Search code examples
pythonmachine-learningsympysymbolic-mathgplearn

How to export the output of gplearn as a sympy expression or some other readable format?


As much as this may sound like a simple task, I have not encountered a way to do it though the documentation.

After running an arbitrary routine (such as one of these examples, I get something like

>>> print(est_gp)
sqrt(div(add(1.000, sub(div(sqrt(log(0.978)), X0), mul(-0.993, X0))),add(-0.583, 0.592)))

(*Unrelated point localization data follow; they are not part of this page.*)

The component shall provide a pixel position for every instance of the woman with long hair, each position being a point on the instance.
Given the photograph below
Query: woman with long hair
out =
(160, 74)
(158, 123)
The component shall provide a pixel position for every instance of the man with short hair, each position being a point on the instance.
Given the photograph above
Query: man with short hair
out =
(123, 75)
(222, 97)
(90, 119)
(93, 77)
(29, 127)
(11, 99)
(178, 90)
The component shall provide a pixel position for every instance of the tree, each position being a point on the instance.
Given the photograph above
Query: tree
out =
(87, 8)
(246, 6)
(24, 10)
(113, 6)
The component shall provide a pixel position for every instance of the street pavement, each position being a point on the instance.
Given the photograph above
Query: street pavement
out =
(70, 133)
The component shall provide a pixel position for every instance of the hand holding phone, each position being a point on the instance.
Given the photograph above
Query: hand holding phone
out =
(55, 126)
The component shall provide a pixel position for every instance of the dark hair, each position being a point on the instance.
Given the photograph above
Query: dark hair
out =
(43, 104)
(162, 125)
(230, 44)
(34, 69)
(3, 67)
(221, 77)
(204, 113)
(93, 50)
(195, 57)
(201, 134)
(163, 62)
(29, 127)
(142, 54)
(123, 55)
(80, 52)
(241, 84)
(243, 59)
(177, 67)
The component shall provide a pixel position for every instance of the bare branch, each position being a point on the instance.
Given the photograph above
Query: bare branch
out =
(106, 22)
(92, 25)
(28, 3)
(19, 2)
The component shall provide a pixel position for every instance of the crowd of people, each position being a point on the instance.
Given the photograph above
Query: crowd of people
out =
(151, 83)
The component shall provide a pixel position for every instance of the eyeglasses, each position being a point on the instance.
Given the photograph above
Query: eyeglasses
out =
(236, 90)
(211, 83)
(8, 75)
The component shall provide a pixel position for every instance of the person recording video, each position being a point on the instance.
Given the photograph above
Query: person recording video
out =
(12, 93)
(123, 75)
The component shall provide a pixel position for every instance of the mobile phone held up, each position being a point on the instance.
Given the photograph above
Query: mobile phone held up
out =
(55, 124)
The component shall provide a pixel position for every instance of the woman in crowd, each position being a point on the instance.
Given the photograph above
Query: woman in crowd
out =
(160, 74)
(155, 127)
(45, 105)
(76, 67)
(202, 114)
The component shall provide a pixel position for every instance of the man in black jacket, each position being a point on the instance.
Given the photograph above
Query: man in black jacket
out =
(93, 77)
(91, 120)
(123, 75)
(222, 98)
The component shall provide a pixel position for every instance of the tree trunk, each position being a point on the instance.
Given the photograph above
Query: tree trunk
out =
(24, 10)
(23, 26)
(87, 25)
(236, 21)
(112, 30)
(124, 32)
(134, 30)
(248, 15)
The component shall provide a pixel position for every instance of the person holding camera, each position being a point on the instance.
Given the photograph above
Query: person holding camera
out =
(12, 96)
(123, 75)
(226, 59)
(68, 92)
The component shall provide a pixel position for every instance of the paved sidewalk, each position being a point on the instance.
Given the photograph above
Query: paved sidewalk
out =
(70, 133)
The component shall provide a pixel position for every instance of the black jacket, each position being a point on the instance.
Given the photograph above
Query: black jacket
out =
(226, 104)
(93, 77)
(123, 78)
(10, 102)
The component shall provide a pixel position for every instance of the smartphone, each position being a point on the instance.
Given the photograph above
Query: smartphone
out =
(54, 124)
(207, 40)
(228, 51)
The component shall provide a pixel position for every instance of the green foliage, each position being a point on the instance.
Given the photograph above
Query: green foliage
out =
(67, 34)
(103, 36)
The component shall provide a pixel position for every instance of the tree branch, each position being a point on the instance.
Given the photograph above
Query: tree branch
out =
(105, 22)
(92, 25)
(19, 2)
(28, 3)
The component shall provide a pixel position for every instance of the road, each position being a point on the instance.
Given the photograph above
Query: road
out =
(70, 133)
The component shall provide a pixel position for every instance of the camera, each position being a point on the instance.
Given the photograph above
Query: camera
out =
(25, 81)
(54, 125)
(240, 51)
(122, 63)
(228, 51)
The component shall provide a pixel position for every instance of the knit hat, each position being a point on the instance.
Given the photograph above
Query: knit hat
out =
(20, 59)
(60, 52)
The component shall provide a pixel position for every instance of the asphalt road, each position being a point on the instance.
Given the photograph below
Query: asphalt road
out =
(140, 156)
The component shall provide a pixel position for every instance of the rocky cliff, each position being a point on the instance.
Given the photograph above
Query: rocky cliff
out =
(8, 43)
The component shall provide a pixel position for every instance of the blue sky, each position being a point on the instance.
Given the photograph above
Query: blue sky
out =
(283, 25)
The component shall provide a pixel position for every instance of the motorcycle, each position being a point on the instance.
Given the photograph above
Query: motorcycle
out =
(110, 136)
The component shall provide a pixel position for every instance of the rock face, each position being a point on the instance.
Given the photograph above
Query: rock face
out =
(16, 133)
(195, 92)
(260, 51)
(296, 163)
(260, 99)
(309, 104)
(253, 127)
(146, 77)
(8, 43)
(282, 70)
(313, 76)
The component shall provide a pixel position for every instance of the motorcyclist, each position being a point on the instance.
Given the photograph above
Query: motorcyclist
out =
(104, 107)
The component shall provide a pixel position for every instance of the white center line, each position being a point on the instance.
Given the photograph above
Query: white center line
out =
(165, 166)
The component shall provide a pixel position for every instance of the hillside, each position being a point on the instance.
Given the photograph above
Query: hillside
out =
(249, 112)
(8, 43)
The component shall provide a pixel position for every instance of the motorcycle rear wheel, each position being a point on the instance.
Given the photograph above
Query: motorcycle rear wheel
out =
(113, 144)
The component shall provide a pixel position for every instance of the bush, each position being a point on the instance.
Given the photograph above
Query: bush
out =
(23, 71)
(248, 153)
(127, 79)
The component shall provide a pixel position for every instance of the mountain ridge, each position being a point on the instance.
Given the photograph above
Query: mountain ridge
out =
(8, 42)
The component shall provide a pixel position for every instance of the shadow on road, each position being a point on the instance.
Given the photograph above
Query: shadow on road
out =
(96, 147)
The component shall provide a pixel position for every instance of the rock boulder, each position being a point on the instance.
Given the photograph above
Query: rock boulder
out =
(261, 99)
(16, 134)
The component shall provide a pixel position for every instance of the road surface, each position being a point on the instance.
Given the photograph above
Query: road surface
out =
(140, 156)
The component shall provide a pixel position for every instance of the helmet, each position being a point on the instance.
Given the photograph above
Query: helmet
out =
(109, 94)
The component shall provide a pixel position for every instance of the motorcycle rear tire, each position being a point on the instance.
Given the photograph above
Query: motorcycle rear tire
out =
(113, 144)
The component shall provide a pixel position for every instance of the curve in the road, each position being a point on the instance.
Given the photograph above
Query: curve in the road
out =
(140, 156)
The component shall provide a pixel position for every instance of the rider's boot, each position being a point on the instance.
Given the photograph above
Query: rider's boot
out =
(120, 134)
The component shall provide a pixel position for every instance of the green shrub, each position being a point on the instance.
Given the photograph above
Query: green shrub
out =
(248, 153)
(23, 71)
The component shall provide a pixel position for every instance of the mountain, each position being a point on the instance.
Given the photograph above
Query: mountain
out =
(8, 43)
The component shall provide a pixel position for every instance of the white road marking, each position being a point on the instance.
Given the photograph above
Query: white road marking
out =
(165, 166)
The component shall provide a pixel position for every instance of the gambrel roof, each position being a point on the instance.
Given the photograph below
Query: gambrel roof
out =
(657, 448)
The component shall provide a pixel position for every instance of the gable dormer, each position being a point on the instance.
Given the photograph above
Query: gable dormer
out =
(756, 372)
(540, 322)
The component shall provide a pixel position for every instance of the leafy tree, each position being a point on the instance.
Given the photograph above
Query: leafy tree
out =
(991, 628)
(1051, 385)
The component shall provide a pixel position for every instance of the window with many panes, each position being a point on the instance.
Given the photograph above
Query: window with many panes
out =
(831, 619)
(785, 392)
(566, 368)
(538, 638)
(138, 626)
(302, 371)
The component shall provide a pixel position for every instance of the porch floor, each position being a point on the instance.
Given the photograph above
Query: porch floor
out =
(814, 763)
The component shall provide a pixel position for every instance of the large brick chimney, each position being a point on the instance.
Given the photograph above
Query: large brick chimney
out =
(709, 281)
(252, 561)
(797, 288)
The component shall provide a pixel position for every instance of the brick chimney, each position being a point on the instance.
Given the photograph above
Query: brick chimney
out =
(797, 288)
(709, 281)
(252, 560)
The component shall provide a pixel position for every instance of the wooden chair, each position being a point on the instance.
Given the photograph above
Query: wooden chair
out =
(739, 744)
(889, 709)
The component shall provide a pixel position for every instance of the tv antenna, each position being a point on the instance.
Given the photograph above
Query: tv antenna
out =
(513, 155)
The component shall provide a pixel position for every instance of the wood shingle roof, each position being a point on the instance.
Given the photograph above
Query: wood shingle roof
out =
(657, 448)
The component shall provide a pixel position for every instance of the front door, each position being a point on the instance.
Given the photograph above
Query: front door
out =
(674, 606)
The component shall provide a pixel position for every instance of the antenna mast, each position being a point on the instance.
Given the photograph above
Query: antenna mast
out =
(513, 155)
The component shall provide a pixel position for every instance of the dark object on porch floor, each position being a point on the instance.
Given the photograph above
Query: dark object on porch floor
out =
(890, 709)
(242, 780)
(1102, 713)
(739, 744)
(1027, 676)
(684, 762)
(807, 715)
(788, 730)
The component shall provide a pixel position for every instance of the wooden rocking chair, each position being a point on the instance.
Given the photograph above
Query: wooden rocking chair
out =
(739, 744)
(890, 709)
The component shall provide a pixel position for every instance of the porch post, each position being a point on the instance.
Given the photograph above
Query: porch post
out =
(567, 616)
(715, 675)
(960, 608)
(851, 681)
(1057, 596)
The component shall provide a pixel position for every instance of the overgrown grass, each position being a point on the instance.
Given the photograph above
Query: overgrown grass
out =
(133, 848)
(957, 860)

How do I (or can I even) convert this to an expression that can be used outside gplearn, like a sympy expression?


Solution

  • You can make it into a SymPy expression with sympify. This requires providing a dictionary so that things like add, mul, sub, div are interpreted correctly by SymPy:

    locals = {
        "add": Add,
        "mul": Mul,
        "sub": Lambda((x, y), x - y),
        "div": Lambda((x, y), x/y)
    }
    
    sympify('sqrt(div(add(1.000, sub(div(sqrt(log(0.978)), X0), mul(-0.993, X0))), add(-0.583, 0.592)))', locals=locals)
    

    This returns a SymPy expression, which prints as

    sqrt(110.333333333333*X0 + 111.111111111111 + 16.5721799259414*I/X0)
    

    The symbol X0 can be accessed as Symbol("X0"). Or, which is a more robust approach, you can explicitly say what the symbols are, by creating them and adding them to the dictionary ahead of time.

    X0 = symbols("X0")
    locals = {
        "add": Add,
        "mul": Mul,
        "sub": Lambda((x, y), x - y),
        "div": Lambda((x, y), x/y),
        "X0": X0
    }
    

    This is needed, for example, to parse I as a symbol "I" rather than "imaginary unit" as SymPy would do by default.

    I'm not happy about the evaluation of sqrt(log(0.978)). Although sympify has option evaluate=False, which prevents things like addition, it does not prevent functions with floating point arguments from being evaluated.